L'histoire :
Denain, Nord de la France. Dans les années 70, la ville ouvrière comptait plus de 30 000 habitants, alors à l'apogée de son histoire. Usinor, comme auparavant les mines, apportait du travail. On y produisait 10% de l'acier français. Bernadette, 80 ans, raconte ce glorieux passé en évoquant l'atmosphère festive qui régnait, entre les bals populaires et dancings, les vacances dans le Pays Basque grâce au comité d'entreprise d'Usinor... Bernard et Jean-Marie, retraités racontent leur carrière bercée par une folle insouciance. Cette période prit fin en décembre 1978, après l'annonce de la suppression de postes. Le début de la fin. S'ensuivent des manifestations d'envergure, des affrontements avec les CRS... Aujourd'hui, de l'énorme complexe Usinor, il ne reste rien.
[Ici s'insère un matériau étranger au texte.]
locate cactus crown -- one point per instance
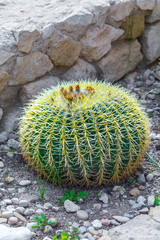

Tout a subi les affres de la mondialisation, avec une délocalisation de la production. Et la ville de Denain, ce sont des vies cassées. Il y a Loïc qui, avec son CAP de cuisine, gagne péniblement 810 Euros net par mois. Il doit parcourir chaque jour 30 km pour aller travailler. Il rentre en train chaque week-ends. Il vient de lâcher son emploi, alors que ses heures supplémentaires ne sont pas payées. Il y a Guillaume et Aline, qui vivent du RSA avec 1 100 Euros net à deux pour élever leurs deux filles...
Ce qu'on en pense sur la planète BD :
« Prends garde, sous mon sein la grenade, sous mon sein là regarde...» chante Clara Luciani. C'est un peu ce que l'on ressent en se plongeant dans la lecture des Racines de la colère, qui détourne le titre du roman de John Steinbeck, Les raisins de la colère. Prix Pulitzer en 1940, le livre racontait l'histoire d'une famille qui quittait la misère de l'Oklahoma pour la Terre Promise californienne, en pleine période de récession économique, post-1929. A l'heure de la mondialisation, même si depuis 2015, la démondialisation s'opère, cette histoire prend tout son sens et montre que l'économie doit être sociale et s'inscrire dans le réel. Mais aujourd'hui, c'est une population totalement déshumanisée sans avenir, ni espoir. Vincent Jarousseau livre un portrait sans concession d'une France à la dérive. Après quelques planches de bande dessinée, place à un roman-photo comme pour mieux coller à la réalité d'un terrain, avec des mots dans les bulles qui sont ceux de ces français laissés à l'abandon. A Denain, des trois cinémas, deux librairies et du centre-ville animé, il ne reste plus rien... sauf un stand de tir ambulant. Cette France devient alors la proie à l'extrémisme avec le Front National, devenu Rassemblement qui fait un carton plein aux élections. Ce documentaire n'y va pas de main-morte pour décrire un quotidien de familles qui souffrent. Passé inaperçu du traditionnel public BD lors de sa sortie, Les Racines de la Colère a obtenu le 26ème Prix France Info de la bande dessinée d'actualité et de reportage.